Celebrim
Legend
In a closed ruleset, my capacity to impose my will on the world inevitably feels limited by the DMs willingness to let the world be imposed upon.
I don't think the two have anything to do with each other.
First of all, your capacity to impose your will on the world is inevitably and always limited by the DM's willingness to the let the world be imposed upon. Even with an open system, there isn't a DM worth his pizza that can't use the rules to achieve the results he wants 99% of the time if he really wants it. Storyteller is IMO particularly bad in this regard, in that in my experience its a system very open to interpretation by the storyteller - including, because of the intricancies of its dice pool system, even accidental manipulation because no one really knows the odds of anything.
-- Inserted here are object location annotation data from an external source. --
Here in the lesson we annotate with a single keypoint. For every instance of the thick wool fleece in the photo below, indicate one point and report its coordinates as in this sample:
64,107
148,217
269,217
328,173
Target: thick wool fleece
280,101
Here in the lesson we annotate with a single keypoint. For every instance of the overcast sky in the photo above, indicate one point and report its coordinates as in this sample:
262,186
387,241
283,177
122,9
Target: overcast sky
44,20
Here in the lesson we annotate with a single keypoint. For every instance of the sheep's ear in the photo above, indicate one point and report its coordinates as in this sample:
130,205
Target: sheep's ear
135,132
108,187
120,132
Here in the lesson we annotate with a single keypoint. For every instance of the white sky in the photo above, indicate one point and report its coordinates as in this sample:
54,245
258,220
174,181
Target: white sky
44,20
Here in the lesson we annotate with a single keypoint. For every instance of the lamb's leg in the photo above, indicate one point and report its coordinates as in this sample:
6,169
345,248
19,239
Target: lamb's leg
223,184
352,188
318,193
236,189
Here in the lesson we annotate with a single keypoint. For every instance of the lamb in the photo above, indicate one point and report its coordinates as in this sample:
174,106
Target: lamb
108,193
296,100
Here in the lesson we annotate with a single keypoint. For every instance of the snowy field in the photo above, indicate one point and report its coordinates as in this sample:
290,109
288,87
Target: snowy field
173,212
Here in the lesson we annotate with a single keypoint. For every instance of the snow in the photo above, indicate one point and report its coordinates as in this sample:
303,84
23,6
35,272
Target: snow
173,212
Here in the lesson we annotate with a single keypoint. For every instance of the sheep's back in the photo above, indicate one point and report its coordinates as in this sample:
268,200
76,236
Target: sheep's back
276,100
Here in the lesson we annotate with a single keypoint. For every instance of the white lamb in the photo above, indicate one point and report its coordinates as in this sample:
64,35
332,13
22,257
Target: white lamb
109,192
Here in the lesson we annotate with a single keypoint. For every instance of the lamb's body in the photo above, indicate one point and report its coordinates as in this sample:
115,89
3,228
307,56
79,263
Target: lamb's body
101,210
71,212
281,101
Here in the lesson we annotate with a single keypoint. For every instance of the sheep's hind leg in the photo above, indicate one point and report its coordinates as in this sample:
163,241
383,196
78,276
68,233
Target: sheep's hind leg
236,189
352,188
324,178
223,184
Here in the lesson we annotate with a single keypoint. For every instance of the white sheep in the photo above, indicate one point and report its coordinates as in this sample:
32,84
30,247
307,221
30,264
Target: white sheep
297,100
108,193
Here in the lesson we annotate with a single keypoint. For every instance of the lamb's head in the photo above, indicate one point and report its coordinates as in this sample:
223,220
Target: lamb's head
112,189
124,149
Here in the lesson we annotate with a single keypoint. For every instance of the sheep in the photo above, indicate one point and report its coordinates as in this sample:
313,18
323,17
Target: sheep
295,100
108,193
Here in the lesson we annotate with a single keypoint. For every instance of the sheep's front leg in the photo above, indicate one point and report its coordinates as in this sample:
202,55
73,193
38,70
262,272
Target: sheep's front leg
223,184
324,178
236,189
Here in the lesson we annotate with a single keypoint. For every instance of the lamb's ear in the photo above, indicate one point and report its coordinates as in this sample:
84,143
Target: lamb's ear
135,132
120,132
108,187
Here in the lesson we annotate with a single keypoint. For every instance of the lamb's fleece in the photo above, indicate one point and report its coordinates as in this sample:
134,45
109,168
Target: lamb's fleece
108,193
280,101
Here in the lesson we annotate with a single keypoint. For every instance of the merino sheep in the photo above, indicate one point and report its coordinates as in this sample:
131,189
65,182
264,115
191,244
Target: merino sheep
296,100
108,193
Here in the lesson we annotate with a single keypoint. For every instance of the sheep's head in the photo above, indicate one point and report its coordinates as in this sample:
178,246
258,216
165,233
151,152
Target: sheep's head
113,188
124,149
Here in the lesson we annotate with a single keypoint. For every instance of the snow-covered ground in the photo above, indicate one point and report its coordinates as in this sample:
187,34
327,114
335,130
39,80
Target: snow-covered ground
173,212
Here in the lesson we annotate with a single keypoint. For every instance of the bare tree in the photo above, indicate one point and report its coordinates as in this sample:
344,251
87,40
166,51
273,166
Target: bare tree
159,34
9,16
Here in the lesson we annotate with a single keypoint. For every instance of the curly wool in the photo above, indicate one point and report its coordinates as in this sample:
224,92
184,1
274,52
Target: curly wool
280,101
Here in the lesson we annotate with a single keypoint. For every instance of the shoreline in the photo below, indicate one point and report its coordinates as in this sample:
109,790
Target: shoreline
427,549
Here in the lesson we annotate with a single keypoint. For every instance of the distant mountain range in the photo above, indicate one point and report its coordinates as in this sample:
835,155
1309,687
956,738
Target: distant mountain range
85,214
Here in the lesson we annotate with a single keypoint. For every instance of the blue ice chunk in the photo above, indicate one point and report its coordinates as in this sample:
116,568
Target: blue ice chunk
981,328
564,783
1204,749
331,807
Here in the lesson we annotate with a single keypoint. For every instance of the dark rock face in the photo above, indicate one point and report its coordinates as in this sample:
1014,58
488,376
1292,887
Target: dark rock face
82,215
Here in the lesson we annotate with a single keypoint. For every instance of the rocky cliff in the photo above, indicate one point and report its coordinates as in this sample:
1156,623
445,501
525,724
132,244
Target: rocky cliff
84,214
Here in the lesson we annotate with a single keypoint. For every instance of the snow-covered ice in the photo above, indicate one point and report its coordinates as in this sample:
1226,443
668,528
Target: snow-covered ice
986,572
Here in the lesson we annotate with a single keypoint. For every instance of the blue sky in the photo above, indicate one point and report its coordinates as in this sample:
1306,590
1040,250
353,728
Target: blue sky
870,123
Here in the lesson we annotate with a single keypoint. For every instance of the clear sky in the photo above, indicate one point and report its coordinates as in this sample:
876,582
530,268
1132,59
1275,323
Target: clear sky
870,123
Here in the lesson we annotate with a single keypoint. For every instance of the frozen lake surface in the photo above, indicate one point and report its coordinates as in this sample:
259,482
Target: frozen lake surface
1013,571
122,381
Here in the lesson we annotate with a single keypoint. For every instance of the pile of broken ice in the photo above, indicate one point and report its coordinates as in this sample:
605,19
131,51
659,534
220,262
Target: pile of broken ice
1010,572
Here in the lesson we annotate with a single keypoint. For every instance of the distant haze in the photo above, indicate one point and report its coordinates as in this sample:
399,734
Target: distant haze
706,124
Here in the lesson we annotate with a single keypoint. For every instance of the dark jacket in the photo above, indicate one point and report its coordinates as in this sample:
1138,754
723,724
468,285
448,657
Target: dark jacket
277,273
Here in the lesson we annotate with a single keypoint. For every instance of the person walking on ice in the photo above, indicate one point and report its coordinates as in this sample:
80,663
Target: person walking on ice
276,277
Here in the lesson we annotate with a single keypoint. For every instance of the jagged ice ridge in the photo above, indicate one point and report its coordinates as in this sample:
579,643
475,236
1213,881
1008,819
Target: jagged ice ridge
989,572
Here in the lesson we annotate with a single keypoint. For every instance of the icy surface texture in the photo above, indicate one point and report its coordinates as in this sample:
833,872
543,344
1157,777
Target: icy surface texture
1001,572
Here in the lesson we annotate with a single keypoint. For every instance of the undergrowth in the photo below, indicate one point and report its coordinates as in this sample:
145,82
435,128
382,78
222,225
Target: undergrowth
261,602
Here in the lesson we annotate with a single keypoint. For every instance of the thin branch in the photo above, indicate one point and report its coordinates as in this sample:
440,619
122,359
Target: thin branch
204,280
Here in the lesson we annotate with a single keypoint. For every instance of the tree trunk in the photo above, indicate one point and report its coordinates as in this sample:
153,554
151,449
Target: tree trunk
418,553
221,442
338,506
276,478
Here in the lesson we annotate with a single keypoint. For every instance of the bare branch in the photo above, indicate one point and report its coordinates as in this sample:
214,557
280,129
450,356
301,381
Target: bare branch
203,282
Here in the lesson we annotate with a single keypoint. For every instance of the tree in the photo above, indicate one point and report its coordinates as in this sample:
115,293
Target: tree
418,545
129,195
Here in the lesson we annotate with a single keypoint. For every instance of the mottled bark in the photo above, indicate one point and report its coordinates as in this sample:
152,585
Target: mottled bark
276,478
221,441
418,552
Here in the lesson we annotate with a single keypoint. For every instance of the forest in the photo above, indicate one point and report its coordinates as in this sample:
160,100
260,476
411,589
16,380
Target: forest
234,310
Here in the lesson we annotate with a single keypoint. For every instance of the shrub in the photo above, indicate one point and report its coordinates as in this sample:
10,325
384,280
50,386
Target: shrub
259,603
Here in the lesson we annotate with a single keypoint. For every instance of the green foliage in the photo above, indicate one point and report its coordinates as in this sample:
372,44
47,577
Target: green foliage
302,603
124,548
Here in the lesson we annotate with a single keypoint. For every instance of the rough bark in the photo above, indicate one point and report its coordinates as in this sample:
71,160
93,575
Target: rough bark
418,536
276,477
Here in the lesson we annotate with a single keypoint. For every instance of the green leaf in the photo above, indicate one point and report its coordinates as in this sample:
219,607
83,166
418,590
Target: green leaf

Secondly, Storyteller is by no means an open system. You can run Storyteller as a closed system. You could even run it as a completely closed system (that is, the players don't even know what the rules system being used is). All that determines whether a system is open or closed is whether or not the players know the rules. Once you know all the rules, the system is an 'open system', even if, like 1e AD&D, it was not intended to be an open system.
So the question is, supposing I ran Storyteller as a closed system, and you played a face man, wouldn't you have the same ability to impose your will on the game world even if you didn't know the rules that you had if you knew the rules? If you proposed to tell a lie, the chance that the lie would be believed is the same regardless of whether you know how that outcome is generated.